Es war einmal ein König, der hatte eine wunderschöne Tochter, die allerdings schon lange verzaubert, d. h. von einem Drachen gekidnappt und somit der väterlichen Autorität entzogen war.
Zur gleichen Zeit gab es da einen Soldaten, der, aus dem Kriegsdienst entlassen, sich wie damals üblich mit drei Kreuzern, einem Brot und etlichen blöden (gut gemeinten) Ratschlägen versehen arbeitsuchend auf der Landstraße befand.
Zu der Zeit, als die Geschichte spielte, waren die Straßen noch kurvenreich und staubig, vor allem staubig, und entsprechend sah unser Soldat aus; eine Sauerei.
Dem Märchen verbunden ging der Soldat pflichtbewußt auf das Schloß zu und wurde dort auch ohne weitere Formalitäten dem König vorgestellt.
Auch dieser kannte die Geschichte und sagte deshalb, er, der Soldat solle sich beeilen und versprach ihm, wir wissen's, die Hand des Mädchens und das halbe Reich für den Fall der Befreiung.
So machte sich der Soldat auf den Weg ans Ende der Welt, bis er einen alten Mann traf oder eine alte Frau oder ein kleines graues Männchen, Wurscht, der/die/das ihm anschaffte, vom Pferd abzusteigen, seine schönen Husarenkleider und seinen Säbel abzulegen und statt dessen einen alten Sack und zur Waffe einen morschen krummen Prügel anzutun.
Statt des Pferdes erhielt der Soldat - er hieß Hans, war nicht unintelligent aber eben etwas dümmlich - eine Katze.
Die war auf Zack.
Konnte sprechen usw.
Zunächst rasteten sie, Hans schoß eine weiße Hirschkuh, mit der war überhaupt nichts los, er konnte sie essen.
Die Katze nahm Thunfisch.
Anschließend wanderten sie viele Tage und halbe Nächte, bis sie an einen riesigen Garten kamen, in dessen äußerster Ferne man ein von einem See umgebenes Schloß sah, ganz aus Gold.

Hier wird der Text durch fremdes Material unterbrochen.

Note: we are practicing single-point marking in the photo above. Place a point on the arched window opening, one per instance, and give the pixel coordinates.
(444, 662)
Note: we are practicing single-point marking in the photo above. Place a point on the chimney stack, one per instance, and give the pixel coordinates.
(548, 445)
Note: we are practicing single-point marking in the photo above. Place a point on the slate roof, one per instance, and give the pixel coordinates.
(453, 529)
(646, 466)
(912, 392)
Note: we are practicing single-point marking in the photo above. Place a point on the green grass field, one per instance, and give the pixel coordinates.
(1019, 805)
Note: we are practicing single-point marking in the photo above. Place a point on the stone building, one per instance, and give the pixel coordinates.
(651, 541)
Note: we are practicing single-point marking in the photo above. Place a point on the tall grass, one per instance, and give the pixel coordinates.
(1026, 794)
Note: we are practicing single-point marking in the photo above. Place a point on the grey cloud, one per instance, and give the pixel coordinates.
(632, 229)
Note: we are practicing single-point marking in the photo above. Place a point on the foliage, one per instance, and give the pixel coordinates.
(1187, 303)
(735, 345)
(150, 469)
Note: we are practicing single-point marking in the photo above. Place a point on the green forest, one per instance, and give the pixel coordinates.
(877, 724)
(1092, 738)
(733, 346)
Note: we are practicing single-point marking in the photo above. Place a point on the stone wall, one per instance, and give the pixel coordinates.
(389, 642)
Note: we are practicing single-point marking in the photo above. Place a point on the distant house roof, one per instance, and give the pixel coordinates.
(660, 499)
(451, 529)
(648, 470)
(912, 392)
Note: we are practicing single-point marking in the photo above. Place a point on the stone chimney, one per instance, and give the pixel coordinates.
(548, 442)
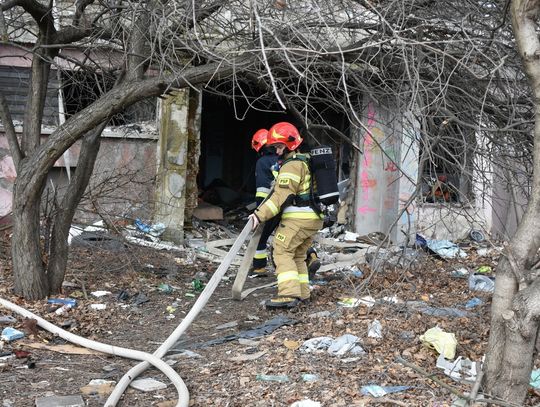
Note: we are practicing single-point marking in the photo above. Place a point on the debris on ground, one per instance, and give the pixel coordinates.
(443, 342)
(151, 286)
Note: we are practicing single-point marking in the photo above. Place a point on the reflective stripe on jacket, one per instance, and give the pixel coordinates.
(293, 179)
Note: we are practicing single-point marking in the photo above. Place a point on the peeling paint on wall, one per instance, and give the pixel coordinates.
(172, 165)
(376, 199)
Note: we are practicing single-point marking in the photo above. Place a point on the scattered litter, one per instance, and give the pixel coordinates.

Dessen ansichtig verlangte die Katze von Hans, ihr nach Ankunft am Drachenschloß, dasselbe war es nämlich, den Kopf abzuschlagen und in den See zu werfen.

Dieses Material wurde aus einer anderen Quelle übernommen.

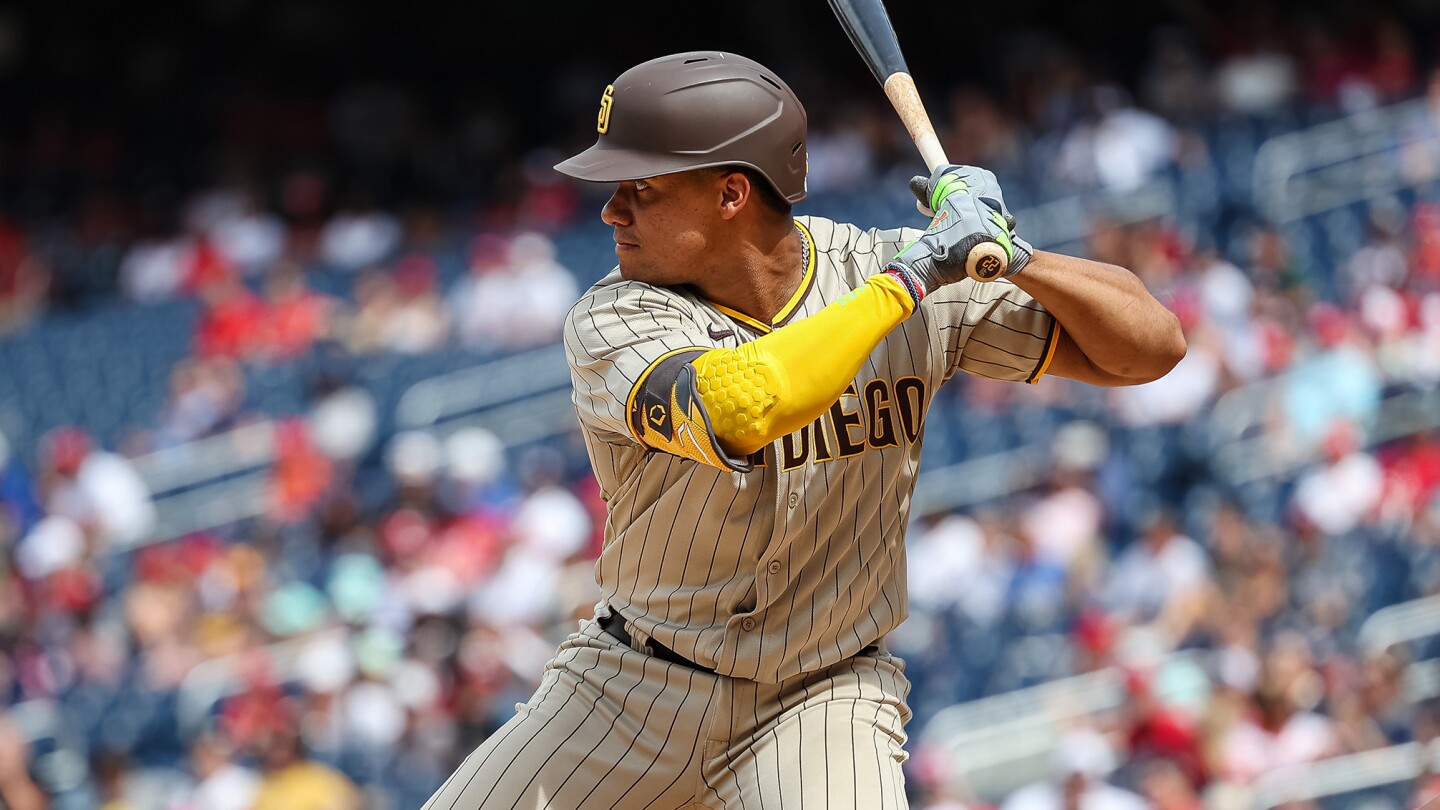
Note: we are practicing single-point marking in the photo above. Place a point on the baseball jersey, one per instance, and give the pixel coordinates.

Hart kam es Hans an (die Katze war natürlich auch verzaubert, aber wie hätte er das wissen können), so mit dem liebem Kameraden, der das Kätzchen ihm in der Zwischenzeit geworden war, zu verfahren, aber er gehorchte.
Und kaum hatte er den letzten Wunsch des Kätzchens erfüllt, teilte sich der See, die Tore des Schlosses taten sich auf, aus Hans' altem Sackkleid war eine herrliche schwarze eiserne Rüstung und aus dem morschen Prügel ein schweres Schwert geworden, sieben Ellen lang - Hans handhabte es nur mit Mühe - das alles schnitt, Wollflöckchen im Fluß, Ambosse und dergleichen.
So tobte Hans ins Schloß hinein, tötete den Drachen, befreite die Prinzessin und brachte sie auch noch am selben Tage nach Hause, denn der lange Weg zwischen dem verwunschenen Schloß und ihrer Heimat war nun, da der Zauber gebrochen war, nur noch ein Katzensprung; deshalb vorhin die Katze.
Hans heiratete (die Prinzessin), übte mit dem halben Reich und konnte es nach dem Tode des alten Königs, nun selbst auf dem Thron, erstaunlich gut.
Er war ein guter König, mehrte Reich und Reichtum in Frieden, reduzierte die Rüstungsausgaben, drohte dafür eher mal, international erfolgreich, und legte mithin den Grundstein für die soziale Marktwirtschaft.
Die Prinzessin hingegen war ganz Kind ihrer Zeit geblieben. Sie irrlichterte durchs Schloß, richtete aber nichts an und ließ ihr Gespons gewähren, redete ihm nicht blöd drein, so daß er sein gesundes Selbstbewußtsein behielt, und wenn er nicht gestorben ist, so hat er's heute noch.